Launch Tiiny

jeremyyx · jeremyyx · commit 943346a8d58d · 2026-01-24T14:30:00.000+08:00
diff --git a/README.md b/README.md
@@ -10,6 +10,7 @@ PowerInfer is a CPU/GPU LLM inference engine leveraging **activation locality**
 [Project Kanban](https://github.com/orgs/SJTU-IPADS/projects/2/views/2)
 
 ## Latest News 🔥
+- [2026/1/5] We released **[Tiiny AI Pocket Lab](https://tiiny.ai/)**, the world's first pocket-size supercomputer. It runs GPT-OSS-120B (int4) locally at **20 tokens/s**. Featured at CES 2026.
 - [2025/7/27] We released [SmallThinker-21BA3B-Instruct](https://huggingface.co/PowerInfer/SmallThinker-21BA3B-Instruct) and [SmallThinker-4BA0.6B-Instruct](https://huggingface.co/PowerInfer/SmallThinker-4BA0.6B-Instruct). We also released a corresponding framework for efficient [on-device inference](./smallthinker/README.md). 

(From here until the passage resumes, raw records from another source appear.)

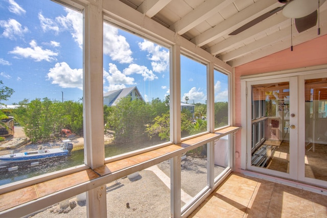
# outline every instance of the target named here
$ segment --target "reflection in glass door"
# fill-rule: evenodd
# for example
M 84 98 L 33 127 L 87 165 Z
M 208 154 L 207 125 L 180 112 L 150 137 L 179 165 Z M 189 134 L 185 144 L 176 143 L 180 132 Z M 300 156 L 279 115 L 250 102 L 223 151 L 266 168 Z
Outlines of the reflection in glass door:
M 252 85 L 251 105 L 251 166 L 289 173 L 289 82 Z
M 327 78 L 305 80 L 305 177 L 327 181 Z

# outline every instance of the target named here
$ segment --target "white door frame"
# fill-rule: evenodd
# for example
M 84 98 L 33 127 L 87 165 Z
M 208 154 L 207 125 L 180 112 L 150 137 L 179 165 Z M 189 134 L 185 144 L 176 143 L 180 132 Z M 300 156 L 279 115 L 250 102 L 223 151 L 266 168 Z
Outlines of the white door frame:
M 327 71 L 324 73 L 310 74 L 307 75 L 301 75 L 298 77 L 299 96 L 305 96 L 305 80 L 311 79 L 317 79 L 320 78 L 326 78 Z M 301 87 L 302 86 L 302 87 Z M 301 98 L 301 99 L 300 99 Z M 305 117 L 305 101 L 302 98 L 299 97 L 299 116 L 300 117 Z M 306 155 L 306 149 L 303 146 L 306 143 L 306 125 L 305 119 L 301 120 L 300 126 L 299 126 L 298 136 L 298 180 L 306 183 L 314 184 L 321 186 L 327 187 L 327 181 L 319 180 L 313 178 L 310 178 L 305 177 L 305 158 Z M 326 172 L 327 173 L 327 172 Z
M 305 149 L 301 144 L 305 144 L 305 120 L 304 98 L 304 80 L 310 78 L 327 77 L 327 67 L 317 67 L 312 69 L 301 69 L 285 72 L 278 72 L 258 75 L 241 77 L 241 168 L 268 173 L 272 176 L 290 179 L 327 187 L 327 182 L 305 177 Z M 278 172 L 269 169 L 251 166 L 251 85 L 261 83 L 270 83 L 282 81 L 290 82 L 290 114 L 295 117 L 290 117 L 290 125 L 294 125 L 295 128 L 290 129 L 289 173 Z M 292 119 L 291 119 L 292 118 Z

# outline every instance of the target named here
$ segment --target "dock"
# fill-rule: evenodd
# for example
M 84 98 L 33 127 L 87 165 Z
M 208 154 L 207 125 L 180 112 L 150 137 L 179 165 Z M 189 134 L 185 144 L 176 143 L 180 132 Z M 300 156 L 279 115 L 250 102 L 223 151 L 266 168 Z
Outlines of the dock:
M 15 138 L 0 144 L 0 150 L 15 149 L 27 143 L 27 138 Z

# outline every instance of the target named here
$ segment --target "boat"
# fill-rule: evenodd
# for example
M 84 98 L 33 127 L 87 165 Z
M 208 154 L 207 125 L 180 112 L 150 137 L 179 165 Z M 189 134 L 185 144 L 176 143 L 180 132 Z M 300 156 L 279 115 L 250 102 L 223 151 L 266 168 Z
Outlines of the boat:
M 39 161 L 48 158 L 67 156 L 73 149 L 73 144 L 71 140 L 62 140 L 62 143 L 58 148 L 46 148 L 43 146 L 38 150 L 12 153 L 0 156 L 0 161 L 7 163 L 21 163 L 33 161 Z

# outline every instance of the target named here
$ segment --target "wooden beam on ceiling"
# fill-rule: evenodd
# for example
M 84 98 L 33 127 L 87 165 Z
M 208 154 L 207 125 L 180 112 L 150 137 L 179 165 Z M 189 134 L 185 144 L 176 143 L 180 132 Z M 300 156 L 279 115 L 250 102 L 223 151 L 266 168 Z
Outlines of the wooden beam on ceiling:
M 256 17 L 270 11 L 281 3 L 276 0 L 261 0 L 245 8 L 215 27 L 210 28 L 191 40 L 201 47 L 241 27 Z M 249 15 L 250 14 L 251 15 Z
M 152 17 L 172 0 L 145 0 L 136 9 L 149 17 Z
M 206 19 L 218 13 L 219 10 L 232 4 L 233 0 L 209 0 L 204 2 L 177 21 L 169 29 L 182 35 Z

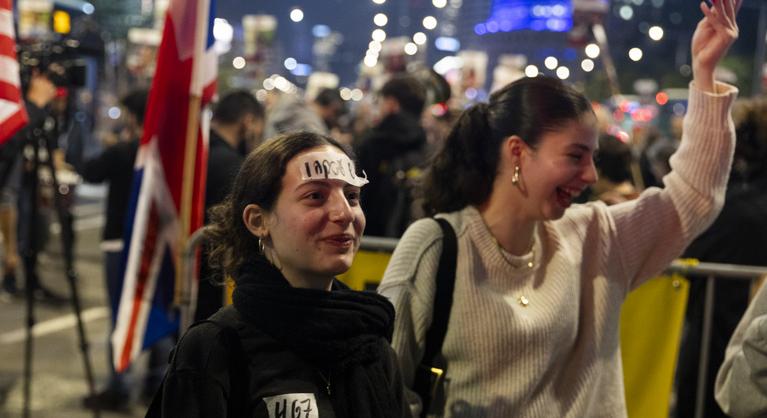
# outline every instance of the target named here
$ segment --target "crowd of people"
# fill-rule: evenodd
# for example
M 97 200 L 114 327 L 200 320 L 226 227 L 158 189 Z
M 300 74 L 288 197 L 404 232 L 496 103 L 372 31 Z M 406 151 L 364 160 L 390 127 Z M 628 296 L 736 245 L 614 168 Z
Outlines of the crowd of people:
M 737 89 L 714 79 L 738 8 L 701 5 L 684 128 L 666 162 L 657 147 L 637 154 L 582 93 L 545 76 L 439 118 L 425 111 L 429 86 L 407 74 L 382 85 L 369 120 L 353 119 L 335 89 L 309 100 L 270 92 L 265 103 L 223 94 L 196 322 L 153 349 L 161 359 L 175 343 L 167 369 L 153 362 L 145 378 L 147 416 L 626 416 L 627 294 L 682 254 L 764 264 L 767 105 L 736 103 Z M 125 96 L 125 140 L 82 168 L 109 183 L 113 309 L 146 94 Z M 323 163 L 348 169 L 313 169 Z M 336 279 L 363 232 L 399 238 L 377 293 Z M 12 251 L 5 259 L 8 277 Z M 744 316 L 748 286 L 717 286 L 707 411 L 765 414 L 767 292 Z M 694 283 L 679 417 L 695 404 L 699 293 Z M 125 378 L 112 370 L 85 405 L 125 408 Z

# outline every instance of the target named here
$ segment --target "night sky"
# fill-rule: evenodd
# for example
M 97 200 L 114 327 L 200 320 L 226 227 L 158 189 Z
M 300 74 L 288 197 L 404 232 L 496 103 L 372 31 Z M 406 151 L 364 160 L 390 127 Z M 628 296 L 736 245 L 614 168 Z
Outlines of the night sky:
M 461 9 L 462 18 L 473 14 L 469 19 L 478 20 L 474 17 L 478 10 L 490 9 L 491 0 L 463 0 Z M 631 44 L 642 38 L 641 30 L 638 29 L 642 22 L 650 24 L 662 24 L 667 28 L 666 43 L 679 43 L 676 49 L 689 48 L 689 37 L 694 30 L 699 16 L 698 2 L 695 0 L 664 0 L 662 8 L 653 8 L 651 3 L 659 0 L 612 0 L 613 13 L 607 18 L 606 26 L 611 37 L 613 56 L 619 55 L 616 51 L 628 49 Z M 753 56 L 755 50 L 755 38 L 757 27 L 758 6 L 762 0 L 745 0 L 745 9 L 741 12 L 739 24 L 741 26 L 741 39 L 736 43 L 733 50 L 736 53 Z M 617 17 L 616 10 L 620 5 L 630 3 L 637 10 L 636 16 L 631 21 L 623 21 Z M 641 6 L 636 6 L 641 4 Z M 291 9 L 300 7 L 304 11 L 304 19 L 294 23 L 289 19 Z M 333 31 L 338 31 L 344 36 L 344 42 L 334 57 L 332 70 L 341 76 L 342 84 L 352 84 L 356 78 L 357 66 L 364 57 L 370 34 L 376 26 L 373 16 L 383 12 L 389 16 L 389 23 L 384 27 L 388 37 L 398 35 L 411 36 L 420 27 L 421 18 L 430 11 L 434 11 L 431 0 L 387 0 L 378 5 L 371 0 L 293 0 L 293 1 L 239 1 L 218 0 L 219 17 L 227 19 L 235 26 L 235 30 L 241 26 L 242 16 L 245 14 L 271 14 L 278 19 L 276 53 L 281 60 L 290 56 L 298 62 L 312 63 L 312 27 L 324 24 Z M 669 16 L 677 13 L 681 19 L 675 24 L 669 22 Z M 411 19 L 403 16 L 410 15 Z M 481 19 L 486 18 L 480 17 Z M 404 26 L 403 26 L 404 24 Z M 673 27 L 672 27 L 673 26 Z M 237 34 L 235 35 L 237 36 Z M 239 34 L 241 36 L 241 33 Z M 646 37 L 646 36 L 645 36 Z M 465 36 L 464 36 L 465 38 Z M 475 37 L 476 38 L 476 37 Z M 477 39 L 462 39 L 464 45 L 477 44 Z M 480 42 L 481 43 L 481 42 Z M 683 43 L 683 44 L 682 44 Z M 513 45 L 509 45 L 513 49 Z M 432 51 L 431 48 L 430 51 Z M 670 49 L 669 49 L 670 50 Z M 659 50 L 660 51 L 660 50 Z M 652 56 L 648 51 L 646 59 L 665 60 L 668 57 Z M 435 58 L 429 53 L 429 61 Z M 433 63 L 433 62 L 430 62 Z M 616 64 L 621 64 L 620 55 Z M 624 64 L 628 65 L 628 63 Z M 669 70 L 673 70 L 669 68 Z

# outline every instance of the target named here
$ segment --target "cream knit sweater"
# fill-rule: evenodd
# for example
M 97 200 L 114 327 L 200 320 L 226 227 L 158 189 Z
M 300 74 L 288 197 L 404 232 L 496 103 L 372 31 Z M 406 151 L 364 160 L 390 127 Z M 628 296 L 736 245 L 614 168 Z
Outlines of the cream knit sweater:
M 441 215 L 458 239 L 442 350 L 446 416 L 626 416 L 621 304 L 713 222 L 724 200 L 737 90 L 719 84 L 717 91 L 691 85 L 684 138 L 663 190 L 648 189 L 616 206 L 576 205 L 562 219 L 539 225 L 531 254 L 503 252 L 474 207 Z M 414 223 L 379 287 L 397 311 L 393 346 L 408 384 L 431 322 L 441 235 L 432 220 Z M 410 395 L 418 413 L 419 401 Z

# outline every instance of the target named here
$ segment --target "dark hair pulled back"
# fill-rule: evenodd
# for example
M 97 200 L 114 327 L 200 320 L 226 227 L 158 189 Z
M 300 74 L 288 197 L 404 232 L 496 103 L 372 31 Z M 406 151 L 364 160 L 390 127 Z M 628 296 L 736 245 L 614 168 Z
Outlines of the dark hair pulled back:
M 290 160 L 303 151 L 322 145 L 334 146 L 354 159 L 351 152 L 333 138 L 311 132 L 279 135 L 248 155 L 237 173 L 232 191 L 221 204 L 208 211 L 211 223 L 205 236 L 211 266 L 221 268 L 225 276 L 236 278 L 237 270 L 245 261 L 263 257 L 258 251 L 258 238 L 250 233 L 242 220 L 245 206 L 254 203 L 267 212 L 272 211 Z
M 593 114 L 588 99 L 551 77 L 522 78 L 466 109 L 424 178 L 428 214 L 484 203 L 498 171 L 501 144 L 517 135 L 535 148 L 541 136 Z

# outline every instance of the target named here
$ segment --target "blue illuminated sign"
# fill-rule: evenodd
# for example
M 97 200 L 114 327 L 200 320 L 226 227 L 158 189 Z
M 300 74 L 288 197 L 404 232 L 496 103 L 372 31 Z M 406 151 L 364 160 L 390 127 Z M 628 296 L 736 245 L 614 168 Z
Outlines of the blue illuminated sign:
M 487 21 L 474 26 L 486 35 L 515 30 L 566 32 L 573 26 L 570 0 L 493 0 Z

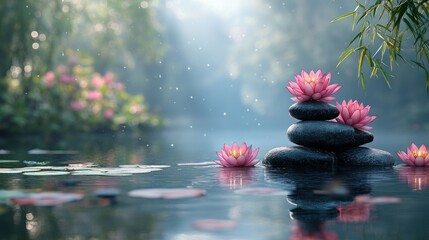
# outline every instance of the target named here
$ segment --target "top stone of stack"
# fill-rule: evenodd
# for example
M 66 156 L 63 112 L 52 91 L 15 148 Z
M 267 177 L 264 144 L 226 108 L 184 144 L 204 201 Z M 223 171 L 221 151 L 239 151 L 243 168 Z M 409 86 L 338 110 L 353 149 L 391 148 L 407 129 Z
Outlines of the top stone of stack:
M 334 105 L 317 101 L 295 103 L 290 106 L 289 113 L 292 117 L 304 121 L 331 120 L 340 115 L 340 111 Z

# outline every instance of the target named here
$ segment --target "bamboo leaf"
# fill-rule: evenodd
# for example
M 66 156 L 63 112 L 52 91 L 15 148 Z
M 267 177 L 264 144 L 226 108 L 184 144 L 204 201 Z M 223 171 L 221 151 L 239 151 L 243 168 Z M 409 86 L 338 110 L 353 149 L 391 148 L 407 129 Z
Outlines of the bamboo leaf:
M 359 60 L 358 60 L 358 77 L 363 75 L 362 74 L 362 63 L 363 63 L 363 57 L 366 55 L 366 47 L 363 48 L 362 52 L 360 53 Z
M 332 20 L 332 21 L 331 21 L 331 23 L 332 23 L 332 22 L 337 22 L 337 21 L 343 20 L 343 19 L 345 19 L 345 18 L 348 18 L 348 17 L 350 17 L 350 16 L 354 16 L 354 15 L 356 15 L 356 11 L 348 12 L 348 13 L 346 13 L 346 14 L 343 14 L 343 15 L 341 15 L 341 16 L 339 16 L 339 17 L 335 18 L 334 20 Z

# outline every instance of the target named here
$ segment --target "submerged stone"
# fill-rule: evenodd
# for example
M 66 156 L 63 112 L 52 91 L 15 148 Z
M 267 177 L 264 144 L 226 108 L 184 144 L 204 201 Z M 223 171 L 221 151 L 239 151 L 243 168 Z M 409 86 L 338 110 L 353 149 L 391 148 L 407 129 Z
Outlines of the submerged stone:
M 300 121 L 288 128 L 287 135 L 295 144 L 322 149 L 356 147 L 374 139 L 369 132 L 331 121 Z
M 289 113 L 299 120 L 330 120 L 338 117 L 340 111 L 329 103 L 307 101 L 293 104 Z
M 335 155 L 332 152 L 301 146 L 271 149 L 262 161 L 273 167 L 333 167 Z
M 392 154 L 375 148 L 351 147 L 335 151 L 338 164 L 344 166 L 391 167 L 395 163 Z

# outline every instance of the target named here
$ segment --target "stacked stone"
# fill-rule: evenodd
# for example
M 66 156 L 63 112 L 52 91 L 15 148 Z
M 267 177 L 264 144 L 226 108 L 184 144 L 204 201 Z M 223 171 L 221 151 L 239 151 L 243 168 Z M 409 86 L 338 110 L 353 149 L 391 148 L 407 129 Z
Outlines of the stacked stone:
M 374 136 L 349 125 L 330 121 L 339 110 L 317 101 L 295 103 L 289 108 L 292 117 L 300 120 L 292 124 L 287 135 L 298 146 L 270 150 L 263 164 L 276 167 L 334 167 L 392 166 L 393 156 L 383 150 L 363 147 Z

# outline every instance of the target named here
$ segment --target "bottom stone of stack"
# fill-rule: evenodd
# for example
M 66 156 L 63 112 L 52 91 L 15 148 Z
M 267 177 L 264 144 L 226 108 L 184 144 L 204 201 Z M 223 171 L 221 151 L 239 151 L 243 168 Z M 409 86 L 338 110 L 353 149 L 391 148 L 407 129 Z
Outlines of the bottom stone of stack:
M 278 147 L 271 149 L 262 163 L 274 167 L 333 167 L 335 154 L 329 151 L 302 146 Z
M 334 166 L 391 167 L 392 154 L 375 148 L 349 147 L 333 152 L 303 146 L 271 149 L 262 163 L 272 167 L 326 168 Z
M 334 152 L 341 166 L 391 167 L 395 163 L 392 154 L 376 148 L 351 147 Z

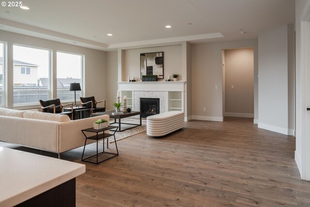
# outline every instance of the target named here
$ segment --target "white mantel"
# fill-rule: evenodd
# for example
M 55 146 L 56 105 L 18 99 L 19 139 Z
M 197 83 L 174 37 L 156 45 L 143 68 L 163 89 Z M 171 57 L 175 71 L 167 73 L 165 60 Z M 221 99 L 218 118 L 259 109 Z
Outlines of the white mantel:
M 186 81 L 137 81 L 118 82 L 119 91 L 185 91 Z

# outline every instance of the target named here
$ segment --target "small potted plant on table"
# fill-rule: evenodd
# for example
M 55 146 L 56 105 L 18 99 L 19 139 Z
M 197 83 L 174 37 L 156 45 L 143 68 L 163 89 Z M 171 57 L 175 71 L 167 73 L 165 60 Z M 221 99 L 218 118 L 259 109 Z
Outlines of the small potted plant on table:
M 177 81 L 178 77 L 179 77 L 179 75 L 178 74 L 172 74 L 172 77 L 173 78 L 173 81 Z
M 121 102 L 116 102 L 113 103 L 113 105 L 115 107 L 115 111 L 116 112 L 120 112 L 121 111 L 121 107 L 123 106 L 123 103 Z
M 108 120 L 107 119 L 98 119 L 93 123 L 94 129 L 100 129 L 108 127 Z

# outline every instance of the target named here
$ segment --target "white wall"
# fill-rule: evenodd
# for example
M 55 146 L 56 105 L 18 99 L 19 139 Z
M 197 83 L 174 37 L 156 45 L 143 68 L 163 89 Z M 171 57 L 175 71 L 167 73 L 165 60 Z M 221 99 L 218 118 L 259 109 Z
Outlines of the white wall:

 - [2024/6/11] We are thrilled to introduce [PowerInfer-2](https://arxiv.org/abs/2406.06282), our highly optimized inference framework designed specifically for smartphones. With TurboSparse-Mixtral-47B, it achieves an impressive speed of 11.68 tokens per second, which is up to 22 times faster than other state-of-the-art frameworks.
 - [2024/6/11] We are thrilled to present [Turbo Sparse](https://arxiv.org/abs/2406.05955), our TurboSparse models for fast inference. With just $0.1M, we sparsified the original Mistral and Mixtral model to nearly 90% sparsity while maintaining superior performance! For a Mixtral-level model, our TurboSparse-Mixtral activates only **4B** parameters!